Em 2006, a Easy Buy e a WBPC e-vendas estavam no ranking das 30 empresas mais reclamadas de São Paulo. Elas se destacavam em número de queixas nas áreas de alimentos, produtos de saúde, e de produtos em geral, devido a vendas feitas pela internet não autorizadas pelos consumidores, e por comercialização de produtos de saúde sem autorização da Anvisa. As informações são investigadas pelo Ministério Público do estado. Segundo a defesa dos Bueno Netto, apenas em Tocantins, os golpes renderam ao empresário R$ 18 milhões em apenas cinco meses. 

Bottura responde também a pelo menos 11 inquéritos policiais, a maioria movida pela família da ex-mulher, por ameaça e difamação. As acusações incluem ameaças por escrito e por telefone, difamações feitas em blogs inclusive em nome de terceiros, interceptações não autorizadas em e-mails e telefones da família Bueno Netto, além de estelionato, extorsão e falsificação de documentos. 

A juíza que abriu as portas para a enxurrada de ações movidas por Bottura também é alvo de denúncias na Justiça. Margarida Weiler responde a um processo movido pelo Ministério Público do Mato Grosso do Sul, que a acusa de nove crimes: abuso de autoridade, redução à condição análoga a de escravo (por três vezes), peculato, extravio, sonegação ou inutilização de livro ou documento, prevaricação (por 16 vezes), tráfico de influência, fuga de pessoa submetida a medida de segurança e exploração de prestígio. O processo, de número 2008.10000022876, está em segredo de Justiça. Segundo as denúncias, ela teria nomeado e exonerado juízes de paz desmotivadamente, decretado prisão civil sem que houvesse títulos de dívida, e deferido medida cautelar em favor da filha, que teve um carro apreendido. Teria também mantido, trabalhando em sua casa, detentos condenados à prisão em regime fechado, sob remuneração de meio salário mínimo, e facilitado a fuga de um deles. Em 2002, o TJ-MS rejeitou as denúncias, mas foi obrigado a instaurar o processo depois de um recurso especial do MP ser aceito no STJ. Margarida Weiler recorreu no próprio STJ, e depois no Supremo Tribunal Federal, mas ambas as tentativas foram frustradas. O caso ainda é julgado pela corte estadual.

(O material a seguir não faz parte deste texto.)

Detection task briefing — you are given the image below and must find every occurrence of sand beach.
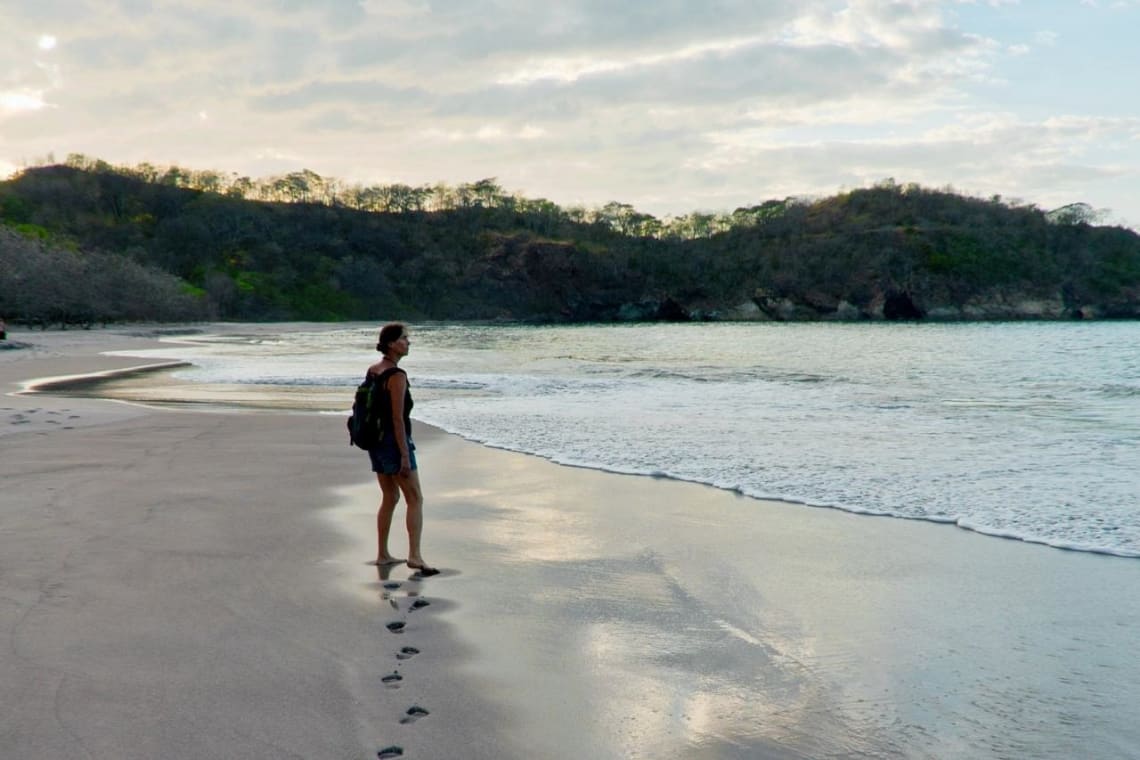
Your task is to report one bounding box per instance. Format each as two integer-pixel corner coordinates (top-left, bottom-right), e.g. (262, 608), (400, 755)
(2, 326), (1138, 759)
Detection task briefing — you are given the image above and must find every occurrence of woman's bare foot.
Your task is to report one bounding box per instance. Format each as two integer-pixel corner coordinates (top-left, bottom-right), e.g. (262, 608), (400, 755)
(367, 556), (405, 566)
(407, 559), (440, 576)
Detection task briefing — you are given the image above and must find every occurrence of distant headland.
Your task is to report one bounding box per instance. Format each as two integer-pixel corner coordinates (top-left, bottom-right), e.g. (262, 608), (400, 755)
(2, 155), (1137, 326)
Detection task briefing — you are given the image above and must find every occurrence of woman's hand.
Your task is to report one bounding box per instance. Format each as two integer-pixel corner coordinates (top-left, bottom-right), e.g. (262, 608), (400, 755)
(399, 454), (411, 478)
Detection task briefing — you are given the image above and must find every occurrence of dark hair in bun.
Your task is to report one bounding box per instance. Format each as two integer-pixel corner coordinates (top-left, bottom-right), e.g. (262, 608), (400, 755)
(377, 322), (406, 355)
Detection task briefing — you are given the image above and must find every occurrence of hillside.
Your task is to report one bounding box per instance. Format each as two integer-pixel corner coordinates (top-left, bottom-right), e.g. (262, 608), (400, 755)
(1, 164), (1138, 325)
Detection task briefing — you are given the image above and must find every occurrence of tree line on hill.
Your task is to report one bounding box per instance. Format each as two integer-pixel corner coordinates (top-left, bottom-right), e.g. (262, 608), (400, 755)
(0, 157), (1137, 327)
(32, 153), (744, 240)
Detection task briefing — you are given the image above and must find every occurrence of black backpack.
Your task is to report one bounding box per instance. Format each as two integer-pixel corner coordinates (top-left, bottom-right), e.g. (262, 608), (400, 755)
(346, 368), (398, 449)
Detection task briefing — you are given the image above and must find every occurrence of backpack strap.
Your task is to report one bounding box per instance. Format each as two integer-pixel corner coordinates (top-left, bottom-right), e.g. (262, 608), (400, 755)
(368, 367), (405, 388)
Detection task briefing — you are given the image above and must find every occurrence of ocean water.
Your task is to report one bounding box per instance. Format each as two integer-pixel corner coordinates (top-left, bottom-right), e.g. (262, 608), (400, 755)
(112, 321), (1140, 558)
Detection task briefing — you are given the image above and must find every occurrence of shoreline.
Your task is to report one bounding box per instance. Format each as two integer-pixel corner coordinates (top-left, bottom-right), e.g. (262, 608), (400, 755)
(3, 327), (1139, 758)
(23, 351), (1140, 562)
(18, 360), (194, 394)
(421, 426), (1140, 561)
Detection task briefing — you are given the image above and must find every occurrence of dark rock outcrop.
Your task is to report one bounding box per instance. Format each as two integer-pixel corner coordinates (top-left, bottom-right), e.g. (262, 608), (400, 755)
(734, 285), (1112, 323)
(655, 297), (690, 321)
(883, 291), (924, 320)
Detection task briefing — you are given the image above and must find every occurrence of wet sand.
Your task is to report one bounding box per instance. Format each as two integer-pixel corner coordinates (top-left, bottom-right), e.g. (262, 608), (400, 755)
(1, 328), (510, 759)
(2, 327), (1139, 759)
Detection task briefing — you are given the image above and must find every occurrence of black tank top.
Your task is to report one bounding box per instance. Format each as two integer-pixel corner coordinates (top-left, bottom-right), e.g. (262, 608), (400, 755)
(373, 367), (413, 439)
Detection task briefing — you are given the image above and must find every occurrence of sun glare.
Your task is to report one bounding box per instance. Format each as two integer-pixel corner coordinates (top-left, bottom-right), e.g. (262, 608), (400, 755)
(38, 35), (57, 50)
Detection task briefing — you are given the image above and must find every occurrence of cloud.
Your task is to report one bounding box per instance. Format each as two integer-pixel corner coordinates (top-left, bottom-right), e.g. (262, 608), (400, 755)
(0, 90), (52, 118)
(0, 1), (1137, 227)
(422, 123), (548, 143)
(251, 80), (430, 113)
(678, 111), (1140, 216)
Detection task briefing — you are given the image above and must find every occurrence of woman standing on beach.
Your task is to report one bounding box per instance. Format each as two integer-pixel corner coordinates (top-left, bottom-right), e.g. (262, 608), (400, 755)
(367, 322), (438, 575)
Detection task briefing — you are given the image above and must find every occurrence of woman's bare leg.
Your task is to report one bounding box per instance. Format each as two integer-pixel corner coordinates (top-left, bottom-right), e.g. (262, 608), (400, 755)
(396, 470), (435, 572)
(369, 473), (404, 565)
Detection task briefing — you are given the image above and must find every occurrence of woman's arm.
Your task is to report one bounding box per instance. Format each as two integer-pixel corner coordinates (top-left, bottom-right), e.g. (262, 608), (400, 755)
(388, 370), (412, 477)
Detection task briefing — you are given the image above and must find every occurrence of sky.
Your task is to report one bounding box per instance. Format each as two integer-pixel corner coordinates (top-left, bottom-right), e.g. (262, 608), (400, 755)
(2, 0), (1139, 226)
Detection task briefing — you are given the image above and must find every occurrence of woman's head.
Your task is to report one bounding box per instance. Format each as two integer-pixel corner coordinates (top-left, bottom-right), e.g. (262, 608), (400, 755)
(376, 322), (407, 355)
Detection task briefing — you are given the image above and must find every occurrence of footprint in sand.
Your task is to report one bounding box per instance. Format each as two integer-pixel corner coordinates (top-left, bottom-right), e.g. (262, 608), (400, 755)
(386, 621), (406, 634)
(399, 706), (430, 725)
(409, 599), (431, 611)
(383, 581), (401, 590)
(396, 646), (419, 660)
(377, 745), (404, 758)
(381, 671), (403, 688)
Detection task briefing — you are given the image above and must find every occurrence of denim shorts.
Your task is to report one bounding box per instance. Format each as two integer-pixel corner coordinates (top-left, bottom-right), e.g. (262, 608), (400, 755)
(369, 437), (417, 475)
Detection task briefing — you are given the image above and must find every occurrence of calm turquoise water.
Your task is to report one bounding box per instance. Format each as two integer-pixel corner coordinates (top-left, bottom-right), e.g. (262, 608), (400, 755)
(117, 321), (1140, 557)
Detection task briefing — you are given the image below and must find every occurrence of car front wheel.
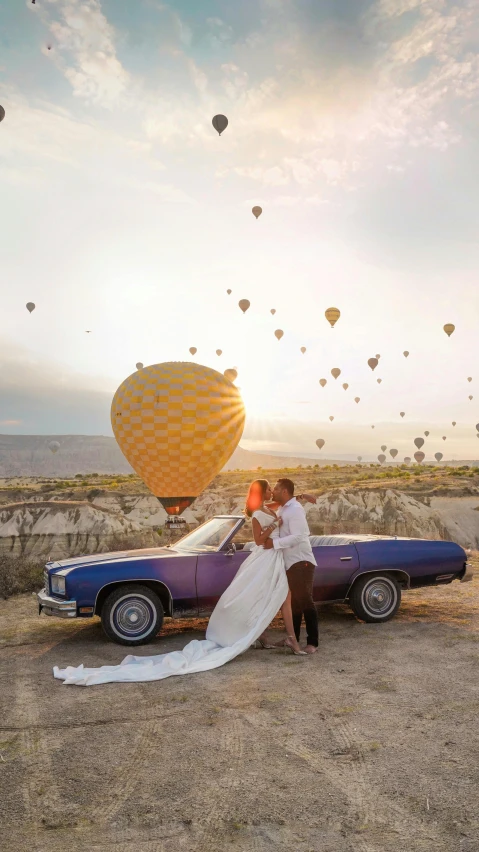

O próprio cargo que a juíza ocupa em Anaurilândia se deve a uma condenação. Margarida Weiler foi removida compulsoriamente da comarca de Caarapó para a de Anaurilândia devido a acusações de peculato, prevaricação, tráfico de influência e abuso de poder. Completam a ficha acusações de transferências irregulares de presos, desobediência a instruções da Corregedoria-Geral de Justiça em relação à cautela de veículos apreendidos, e despachos irregulares.

Segundo acórdão do Conselho de Magistratura do TJ-MS contrário à juíza — citado no voto do ministro Jorge Scartezzini, do STJ, relator do recurso da juíza contra a decisão —, também “foi ela punida por descumprir reiteradamente a lei, alterando a orientação traçada pelo tribunal em recursos judiciais”, diz o ministro no relatório, fazendo o contrário dos “resultados obtidos após a reforma do que ela havia decidido. Foi ela ainda punida por ter substituído decisão proferida em processo judicial por outra de outro conteúdo”.

Ao analisar o recurso da juíza contra a remoção — Recurso em Mandado de Segurança 13.298-MS —, o STJ considerou ainda que a punição poderia ter sido maior: a de ser colocada em disponibilidade. “A recorrente foi beneficiada com a pena de remoção compulsória, em detrimento da pena de disponibilidade, que poderia lhe ter sido aplicada, já que, como assentado, eram unânimes os julgadores em apená-la”, disse o ministro Jorge Scartezzini, da 5ª Turma da corte. A juíza foi procurada por meio da assessoria de imprensa do Tribunal de Justiça de Mato Grosso do Sul, mas não deu retorno sobre o pedido de entrevista até o fechamento da reportagem.

[Notícia alterada em 23 de julho de 2010, às 21h31, para correção de informações.]